Back in the good old days, the work environment was a simple supervisor – subordinate set up. But technology, the fluid nature of offices and more people working from home has meant the rules of who to consider inviting to your wedding from the work realm are more blurred than ever before.
It will be quite subjective and the ultimate rationalisation is that you should not feel obligated to invited bosses or work colleagues.
If you work with a small team, you could decide to take an all-or-nothing approach, which is perfectly fine.
But when you are in an office with dozens of co-workers, it is often not viable to send out an invitation to everyone.
Who influenced your selection of wedding decorations and theme?
In this case, it is best to look at who you have relationships with outside of the work environment. If you have regular coffee dates, nights on the town or social visits with someone, they would then fall into the friends category.
Others that you converse with a lot at work, but don’t see outside of work ever can be tricky, but it will come down to your budget and where you and your partner want to draw the line.
Traditionally, couples would invite their supervisors or employers, but in these modern times you often don’t work directly with your superiors, so there is no requirement to include them on your guest list.
If you have chosen to be selective in who you invite from work, here are some tips to avoid being caught up in office politics or upsetting those who didn’t make the cut. This is your guide on how to invite co-workers to your wedding!
Send invitations to their home
Nothing will ruffle feathers more than FOMO kicking in when people see beautifully designed invitations being hand delivered under the noses – and they don’t get one. Sending invitations directly to the person’s home will avoid any upset or disappointment from those you decided not to invite.
Don’t talk about it at the office
It can be tempting to chat about your wedding plans all day, every day.
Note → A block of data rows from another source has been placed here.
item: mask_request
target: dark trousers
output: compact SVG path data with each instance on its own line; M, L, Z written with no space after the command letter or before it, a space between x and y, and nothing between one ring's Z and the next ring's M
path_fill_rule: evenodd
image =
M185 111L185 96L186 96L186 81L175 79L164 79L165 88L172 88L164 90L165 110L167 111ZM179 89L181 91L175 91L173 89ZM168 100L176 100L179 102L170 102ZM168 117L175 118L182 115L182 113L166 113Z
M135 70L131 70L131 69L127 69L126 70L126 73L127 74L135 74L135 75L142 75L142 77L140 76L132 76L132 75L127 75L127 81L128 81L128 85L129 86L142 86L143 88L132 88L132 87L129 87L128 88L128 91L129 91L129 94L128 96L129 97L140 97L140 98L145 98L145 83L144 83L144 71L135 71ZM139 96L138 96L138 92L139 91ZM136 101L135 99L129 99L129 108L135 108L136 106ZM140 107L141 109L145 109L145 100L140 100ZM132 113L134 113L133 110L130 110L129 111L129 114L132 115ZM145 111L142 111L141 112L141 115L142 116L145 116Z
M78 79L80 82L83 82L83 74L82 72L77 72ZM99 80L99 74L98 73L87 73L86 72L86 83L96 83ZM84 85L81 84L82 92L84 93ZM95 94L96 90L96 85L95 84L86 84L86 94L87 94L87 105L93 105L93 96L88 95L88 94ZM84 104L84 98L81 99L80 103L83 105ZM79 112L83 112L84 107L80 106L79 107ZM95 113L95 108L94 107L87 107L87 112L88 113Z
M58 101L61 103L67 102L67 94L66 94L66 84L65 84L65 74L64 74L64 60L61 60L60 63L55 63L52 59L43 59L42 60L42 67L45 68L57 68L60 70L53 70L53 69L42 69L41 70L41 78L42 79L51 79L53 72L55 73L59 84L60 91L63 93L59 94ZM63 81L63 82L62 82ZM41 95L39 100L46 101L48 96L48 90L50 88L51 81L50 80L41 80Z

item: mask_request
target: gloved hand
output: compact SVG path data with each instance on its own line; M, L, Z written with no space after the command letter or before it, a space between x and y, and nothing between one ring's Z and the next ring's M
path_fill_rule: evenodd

It is an exciting time in your life, after all. But if you have not invited everyone at work, try to remain tight-lipped until you are out of the office and then you can chat to your invited guests to your heart’s content.
Don’t leave just one or two people out
While it is ultimately your decision who you invite, you should try to avoid a situation where you invite five out of your six colleagues. The one who is left out is bound to find out and be offended, which will cause strain at work.
Avoid accepting offers of help from people you didn’t invite
If someone you haven’t invited suddenly becomes interested in every detail of your wedding plans and is always asking for updates (Avoid this in the office!) answer their questions in a vague manner and as tempting as it may be to accept, decline any offers of assistance from them. They may think it will get them a golden ticket to your big day.
Prepare an answer to questions
If the word does get out to the whole office and someone approaches you to ask if they are invited, or why they weren’t, you can calmly explain that the size of your wedding was restricted and you and your partner had to make some tough decisions. If you add that you value their friendship, it will help to diffuse any anger they might have. If you follow these simple rules, you should successfully avoid any awkwardness when you do (or don’t) invite co-workers to your wedding.